Recently Peter shared with me a blog from Hobsonville Point Secondary School about the “Hobsonville Habits – tracking learning dispositions”.
“At Hobsonville Point we believe that personal excellence and academic excellence are intricately intertwined. A part of holding high expectations is that we have a set of ‘Hobsonville Habits’ (Habits) which we use explicitly to help students engage in deeper learning and develop effective life-long learning habits”.
It did spark an interest in me and created lots of questions about assessing students learning… how do we assess all learning, in all context, in a timely manner and in ways that are culturally responsive and probably in todays times, politically correct.

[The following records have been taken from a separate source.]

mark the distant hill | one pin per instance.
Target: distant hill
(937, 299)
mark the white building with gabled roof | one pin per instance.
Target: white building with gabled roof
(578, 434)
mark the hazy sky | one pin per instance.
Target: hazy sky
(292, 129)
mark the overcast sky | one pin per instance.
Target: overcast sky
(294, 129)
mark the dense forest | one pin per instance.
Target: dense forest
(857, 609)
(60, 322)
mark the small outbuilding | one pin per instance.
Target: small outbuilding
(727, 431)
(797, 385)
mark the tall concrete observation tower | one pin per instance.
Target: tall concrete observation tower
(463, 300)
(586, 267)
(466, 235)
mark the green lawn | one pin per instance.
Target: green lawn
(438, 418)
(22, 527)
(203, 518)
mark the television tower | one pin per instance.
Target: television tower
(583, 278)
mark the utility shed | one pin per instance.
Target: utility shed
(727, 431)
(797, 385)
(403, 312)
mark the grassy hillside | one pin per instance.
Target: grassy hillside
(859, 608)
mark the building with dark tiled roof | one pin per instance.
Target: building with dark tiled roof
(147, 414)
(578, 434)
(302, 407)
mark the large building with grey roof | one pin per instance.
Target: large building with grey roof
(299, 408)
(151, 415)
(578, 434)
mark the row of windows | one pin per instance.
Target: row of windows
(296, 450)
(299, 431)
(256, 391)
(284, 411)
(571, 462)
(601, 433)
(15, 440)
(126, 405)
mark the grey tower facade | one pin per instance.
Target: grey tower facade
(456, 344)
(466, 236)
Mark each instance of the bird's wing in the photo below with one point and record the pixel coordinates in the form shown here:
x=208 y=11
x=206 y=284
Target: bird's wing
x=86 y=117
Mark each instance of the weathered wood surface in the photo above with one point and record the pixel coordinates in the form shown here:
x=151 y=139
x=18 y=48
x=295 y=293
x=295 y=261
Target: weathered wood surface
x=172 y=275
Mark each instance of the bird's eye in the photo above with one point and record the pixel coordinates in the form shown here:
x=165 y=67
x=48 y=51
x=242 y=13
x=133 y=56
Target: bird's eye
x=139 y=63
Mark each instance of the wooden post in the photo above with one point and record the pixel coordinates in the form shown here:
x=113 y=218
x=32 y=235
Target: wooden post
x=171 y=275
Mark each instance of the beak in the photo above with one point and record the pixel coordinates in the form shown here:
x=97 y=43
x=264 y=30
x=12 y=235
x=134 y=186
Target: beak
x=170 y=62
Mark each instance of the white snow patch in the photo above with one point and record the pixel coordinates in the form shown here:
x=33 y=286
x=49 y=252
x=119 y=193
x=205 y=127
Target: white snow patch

Secondly, what is the purpose of assessment?… Is it to form an end result or to inform teaching? Is it for the students, whanau or me? Thirdly, do we spend to long on assessing the outcomes e.g. Curriculum Achievement Objectives as opposed to the actual learning… the key competencies (and even creativity).
I am a big believer in the learning pit, the rickety ladder, the learning hill or what ever you would like to call it. I do believe students learn the most when the fail and rethink about different ways they could achieve next time if challenged with the same or similar scenario or problem. So how do I incorporate this model of self assessment into my programme?
For me the Hobsonville Habits would fit nicely into our own PB4L framework and also in the direction I would like our school to head… student powered, fully engaged learners and global citizens.
Over the next couple of weeks I would like to investigate this idea further, incorporating the house leaders into this process to hear their thoughts and PMI on this assessment tool.